Je suis en cours de préparation à la naissance, les mains sur le schéma, le quatre-couleur dans l’autre, et sur mon bureau, mon téléphone sonne.
Je suis avec ma patiente, en train de discuter de zone grise dans son couple, et mon téléphone sonne.
Je suis en train de poser un DIU, et mon téléphone sonne.
Je suis à domicile avec un couple, on discute de leur longue nuit de pré-travail, de ma collègue qui les a accueilli aux urgences, de leurs joies, de leurs craintes, et, dans ma pochette, mon téléphone sonne.
C’est assez rare que mes patientes m’appellent, car, par convention avec elles, on communique beaucoup par messages. L’avantage c’est que je peux répondre entre deux consultations ou programmer un appel téléphonique.
Il y a 2 types de personnes qui m’appellent donc : les vendeurs d’assurances et les nouvelles patientes.
Le cas des premiers est, je pense la plaie des différentes professions libérales.
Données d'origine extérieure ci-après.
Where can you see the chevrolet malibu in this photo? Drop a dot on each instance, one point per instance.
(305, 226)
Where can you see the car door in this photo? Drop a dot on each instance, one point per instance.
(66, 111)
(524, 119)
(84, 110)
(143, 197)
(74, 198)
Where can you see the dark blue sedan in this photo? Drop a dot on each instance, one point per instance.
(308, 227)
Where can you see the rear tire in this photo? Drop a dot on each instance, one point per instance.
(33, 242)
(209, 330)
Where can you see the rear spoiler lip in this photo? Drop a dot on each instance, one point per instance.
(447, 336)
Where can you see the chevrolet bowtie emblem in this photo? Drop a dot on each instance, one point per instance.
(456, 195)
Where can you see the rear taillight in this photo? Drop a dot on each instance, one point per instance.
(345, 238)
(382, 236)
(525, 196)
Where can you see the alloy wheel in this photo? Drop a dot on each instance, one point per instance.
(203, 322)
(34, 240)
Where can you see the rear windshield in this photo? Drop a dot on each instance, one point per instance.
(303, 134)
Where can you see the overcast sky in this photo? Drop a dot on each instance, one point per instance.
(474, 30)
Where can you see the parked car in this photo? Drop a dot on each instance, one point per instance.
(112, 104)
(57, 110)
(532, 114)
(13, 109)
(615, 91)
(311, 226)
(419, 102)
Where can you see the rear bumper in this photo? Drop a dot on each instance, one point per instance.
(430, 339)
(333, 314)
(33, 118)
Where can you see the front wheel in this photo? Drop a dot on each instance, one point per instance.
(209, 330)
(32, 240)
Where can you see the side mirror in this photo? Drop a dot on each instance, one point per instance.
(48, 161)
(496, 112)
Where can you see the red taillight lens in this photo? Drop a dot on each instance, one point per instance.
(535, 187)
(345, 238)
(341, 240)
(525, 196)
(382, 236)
Les courtiers en assurances ont leurs moments dans l’année et utilisent souvent l’excuse d’une réforme récente pour « prendre un rendez-vous et faire le point sur votre situation ». Je connais leurs technique d’école de commerce à la noix, et ça m’intéresse peu.
L’autre est infiniment plus délicate et, en ce moment, d’actualité : des patientes que je n’ai jamais vu veulent des visites à domicile après leur sortie de maternité.
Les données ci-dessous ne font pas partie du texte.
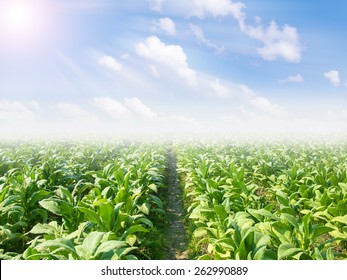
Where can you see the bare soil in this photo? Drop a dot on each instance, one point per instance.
(176, 238)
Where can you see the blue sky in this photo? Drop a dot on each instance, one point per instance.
(173, 65)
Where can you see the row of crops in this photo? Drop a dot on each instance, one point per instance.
(79, 201)
(260, 202)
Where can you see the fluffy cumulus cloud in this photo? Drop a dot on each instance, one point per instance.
(111, 107)
(278, 42)
(200, 36)
(156, 5)
(139, 108)
(15, 111)
(165, 25)
(292, 79)
(333, 77)
(264, 105)
(249, 93)
(218, 89)
(110, 63)
(129, 108)
(260, 104)
(171, 56)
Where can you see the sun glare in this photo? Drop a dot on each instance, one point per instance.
(22, 22)
(19, 15)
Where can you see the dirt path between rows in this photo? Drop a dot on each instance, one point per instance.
(176, 240)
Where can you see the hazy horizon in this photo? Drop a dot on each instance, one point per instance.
(172, 67)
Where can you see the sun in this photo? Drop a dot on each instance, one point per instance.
(21, 21)
(18, 15)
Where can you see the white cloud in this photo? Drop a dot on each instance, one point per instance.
(75, 112)
(139, 108)
(111, 63)
(264, 105)
(34, 105)
(156, 5)
(292, 79)
(14, 111)
(199, 34)
(278, 42)
(190, 122)
(333, 77)
(154, 71)
(249, 93)
(127, 109)
(218, 89)
(172, 56)
(112, 107)
(166, 25)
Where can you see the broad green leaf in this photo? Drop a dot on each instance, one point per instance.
(319, 230)
(287, 250)
(263, 213)
(90, 214)
(290, 219)
(110, 246)
(42, 229)
(153, 187)
(144, 208)
(340, 219)
(91, 243)
(58, 243)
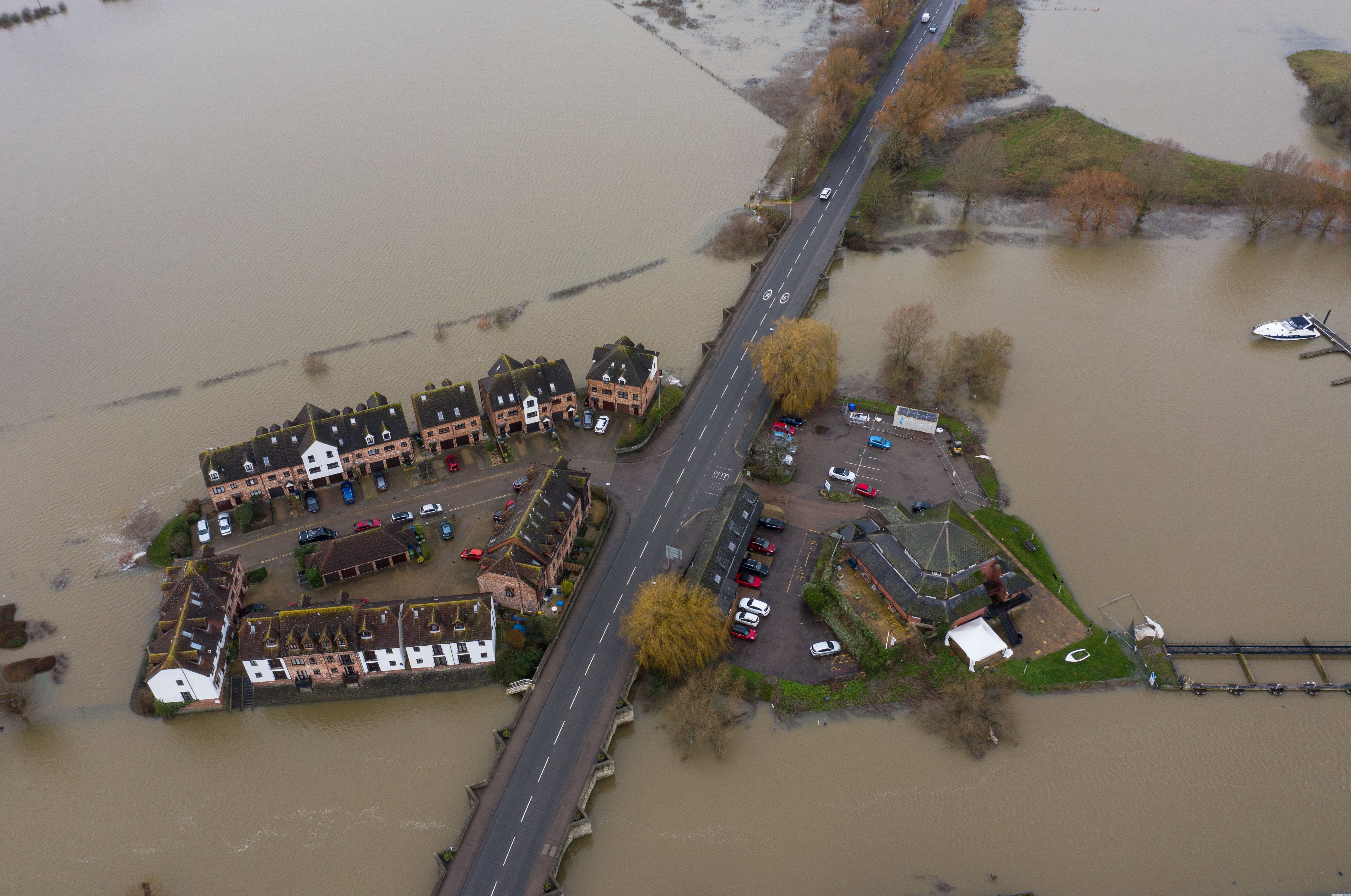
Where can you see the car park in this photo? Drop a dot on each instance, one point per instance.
(762, 547)
(755, 606)
(318, 534)
(755, 567)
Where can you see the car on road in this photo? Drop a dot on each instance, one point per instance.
(318, 534)
(826, 648)
(755, 567)
(753, 606)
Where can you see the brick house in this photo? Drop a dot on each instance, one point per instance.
(317, 448)
(526, 555)
(623, 378)
(448, 417)
(530, 398)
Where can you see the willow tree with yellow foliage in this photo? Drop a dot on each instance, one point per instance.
(676, 626)
(799, 364)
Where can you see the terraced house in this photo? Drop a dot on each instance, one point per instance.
(623, 378)
(448, 417)
(526, 553)
(527, 398)
(317, 448)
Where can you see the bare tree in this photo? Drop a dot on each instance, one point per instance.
(1156, 172)
(975, 170)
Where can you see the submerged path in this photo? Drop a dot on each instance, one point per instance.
(513, 841)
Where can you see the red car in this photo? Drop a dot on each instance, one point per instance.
(762, 547)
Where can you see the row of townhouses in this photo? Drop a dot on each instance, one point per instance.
(322, 448)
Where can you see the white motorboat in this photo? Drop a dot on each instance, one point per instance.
(1288, 330)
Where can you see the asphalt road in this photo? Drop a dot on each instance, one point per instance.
(703, 461)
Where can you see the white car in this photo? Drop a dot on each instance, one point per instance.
(752, 605)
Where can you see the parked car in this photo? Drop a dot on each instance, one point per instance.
(826, 648)
(753, 605)
(755, 567)
(318, 534)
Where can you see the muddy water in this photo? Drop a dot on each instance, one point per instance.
(1214, 79)
(199, 190)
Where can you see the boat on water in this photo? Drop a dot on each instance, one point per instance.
(1288, 330)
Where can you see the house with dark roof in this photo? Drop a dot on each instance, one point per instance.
(448, 416)
(527, 397)
(623, 378)
(527, 550)
(317, 448)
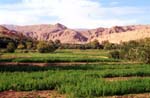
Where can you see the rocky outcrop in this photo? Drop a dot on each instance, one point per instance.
(58, 31)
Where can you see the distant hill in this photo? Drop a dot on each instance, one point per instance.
(58, 31)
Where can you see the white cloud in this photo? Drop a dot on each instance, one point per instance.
(72, 13)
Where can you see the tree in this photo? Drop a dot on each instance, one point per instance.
(114, 54)
(11, 47)
(29, 45)
(46, 47)
(57, 43)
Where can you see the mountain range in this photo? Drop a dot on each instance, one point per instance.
(58, 31)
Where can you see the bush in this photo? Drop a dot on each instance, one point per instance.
(114, 54)
(11, 47)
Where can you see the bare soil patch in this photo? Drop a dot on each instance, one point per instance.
(31, 94)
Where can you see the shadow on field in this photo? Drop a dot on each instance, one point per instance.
(30, 68)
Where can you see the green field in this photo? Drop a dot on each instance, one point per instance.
(59, 56)
(77, 81)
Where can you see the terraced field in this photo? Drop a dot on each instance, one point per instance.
(112, 78)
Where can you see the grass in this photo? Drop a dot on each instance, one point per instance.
(59, 56)
(76, 81)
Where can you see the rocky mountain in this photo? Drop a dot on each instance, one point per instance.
(58, 31)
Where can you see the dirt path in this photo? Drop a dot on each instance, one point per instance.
(31, 94)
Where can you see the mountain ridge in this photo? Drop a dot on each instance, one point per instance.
(115, 34)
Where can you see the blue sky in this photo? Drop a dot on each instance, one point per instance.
(75, 13)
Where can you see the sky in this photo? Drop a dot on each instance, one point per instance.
(75, 13)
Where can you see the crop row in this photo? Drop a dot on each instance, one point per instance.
(76, 81)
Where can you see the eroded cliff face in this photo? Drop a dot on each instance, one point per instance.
(58, 31)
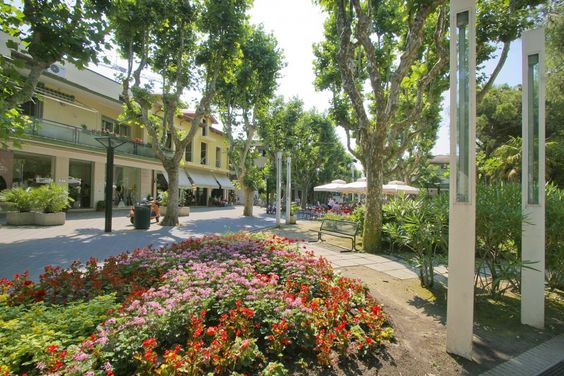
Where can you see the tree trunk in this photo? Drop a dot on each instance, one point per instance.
(374, 180)
(248, 209)
(171, 217)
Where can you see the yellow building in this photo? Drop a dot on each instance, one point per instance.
(73, 107)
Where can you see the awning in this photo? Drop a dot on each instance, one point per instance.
(202, 179)
(183, 181)
(224, 182)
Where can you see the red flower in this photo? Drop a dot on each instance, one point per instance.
(211, 331)
(151, 342)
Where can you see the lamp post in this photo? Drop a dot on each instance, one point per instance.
(110, 144)
(288, 188)
(278, 187)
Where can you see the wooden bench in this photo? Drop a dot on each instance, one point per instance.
(341, 229)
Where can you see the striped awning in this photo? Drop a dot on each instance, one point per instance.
(201, 179)
(224, 182)
(183, 181)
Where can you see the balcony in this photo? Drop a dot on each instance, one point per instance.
(68, 134)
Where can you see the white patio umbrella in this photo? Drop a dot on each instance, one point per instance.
(396, 187)
(334, 186)
(358, 186)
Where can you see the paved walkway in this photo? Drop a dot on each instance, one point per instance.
(386, 264)
(82, 236)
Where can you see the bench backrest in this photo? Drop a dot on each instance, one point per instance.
(341, 227)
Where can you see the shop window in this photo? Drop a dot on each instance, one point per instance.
(31, 170)
(111, 126)
(188, 154)
(204, 154)
(205, 128)
(33, 108)
(218, 157)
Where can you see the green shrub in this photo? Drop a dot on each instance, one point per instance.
(358, 217)
(52, 198)
(421, 225)
(28, 330)
(554, 237)
(22, 198)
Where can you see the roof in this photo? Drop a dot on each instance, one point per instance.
(190, 114)
(440, 159)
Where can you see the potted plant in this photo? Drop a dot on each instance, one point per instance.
(23, 201)
(52, 199)
(294, 209)
(183, 211)
(163, 200)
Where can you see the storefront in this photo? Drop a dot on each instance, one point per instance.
(126, 183)
(31, 170)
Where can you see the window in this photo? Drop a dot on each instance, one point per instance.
(188, 154)
(463, 109)
(218, 157)
(533, 130)
(204, 153)
(33, 108)
(168, 140)
(111, 126)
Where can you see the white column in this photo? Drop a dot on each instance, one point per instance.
(61, 171)
(278, 185)
(462, 214)
(288, 188)
(533, 192)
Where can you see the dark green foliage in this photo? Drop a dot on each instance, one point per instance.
(498, 237)
(554, 237)
(420, 225)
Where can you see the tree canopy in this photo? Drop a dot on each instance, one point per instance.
(240, 100)
(386, 63)
(42, 33)
(190, 45)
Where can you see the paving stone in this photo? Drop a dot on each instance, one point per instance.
(387, 266)
(403, 274)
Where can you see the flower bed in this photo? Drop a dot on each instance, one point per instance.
(235, 304)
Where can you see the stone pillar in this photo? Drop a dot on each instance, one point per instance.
(462, 214)
(533, 179)
(61, 171)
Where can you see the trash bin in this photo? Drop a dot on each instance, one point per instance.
(142, 217)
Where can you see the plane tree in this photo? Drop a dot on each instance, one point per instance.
(386, 63)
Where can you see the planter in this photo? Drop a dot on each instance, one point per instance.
(183, 211)
(20, 219)
(50, 219)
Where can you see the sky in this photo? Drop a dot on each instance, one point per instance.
(297, 24)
Depuis le premier confinement, et l’arrêt progressif de l’organisation des sorties par l’assurance maladie, la situation des suites de couche à domicile est devenue beaucoup plus précaire. Déjà, il faut dire que les sorties précoces semblent pour certaines maternités être devenue une norme. Les copines racontent leur tonneaux des Danaïdes, leurs gardes en suite de couche qui consistent à essayer de prendre en charge toujours davantage de patiente avec toujours autant − ou même parfois moins − de moyens.
Il y avait des critères pour cadrer une sorte d’éligibilité, je crois. Comme le volontariat.
L’augmentation des inscriptions fait quand même que la raison principale est devenue « on a 5 patientes à recoucher, et pas assez de lit, voyez avec votre sage-femme libérale ».
Le problème c’est que, pour certaines structures, ça ressemble davantage à « voici une liste de sages-femmes à appeler, vous devez voir quelqu’un à la maison, bon retour. » La norme des visites à domicile est même devenue une sécurité pour les équipes qui comptent parfois un peu sur nous pour faire un service après-vente.
Donc mon téléphone sonne. Et je réponds quand je peux.
Je ne peux souvent pas faire ces visites, parce que les patientes que je connais déjà passent en premier, et que j’essaye d’avoir du temps pour ma famille, pour mon couple, et tout bêtement pour les patientes que je vois en soin programmé. La culpabilité est là, mais j’ai appris à dire « non » et à me protéger.
Je ne suis pas seul dans l’arrondissement, hein, je travaille avec les autres sages-femmes, et on s’entraide. Mais la sage-femme libérale et la PMI ne pourront pas absorber l’effondrement de l’hôpital public.
Photo de Meg Boulden sur Unsplash
Une fois sur les trois, j’ai eu la chance que mon enfant naisse à un moment où la – plutôt petite – maternité était calme (pas de naissance 24h avant, pas de naissance 24h après), et ça a TOUT changé, en terme de disponibilité de tout le monde dans l’équipe, de ressenti, d’assistance… j’ai même pu dormir les deux premières nuits, car le personnel a proposé de prendre en charge mon bébé la nuit (et me l’apporter juste pour la tétée). C’était un luxe, ça devrait être la norme.
Après, je pense que le dégradation est la me^me dans tous les services publics, malheureusement.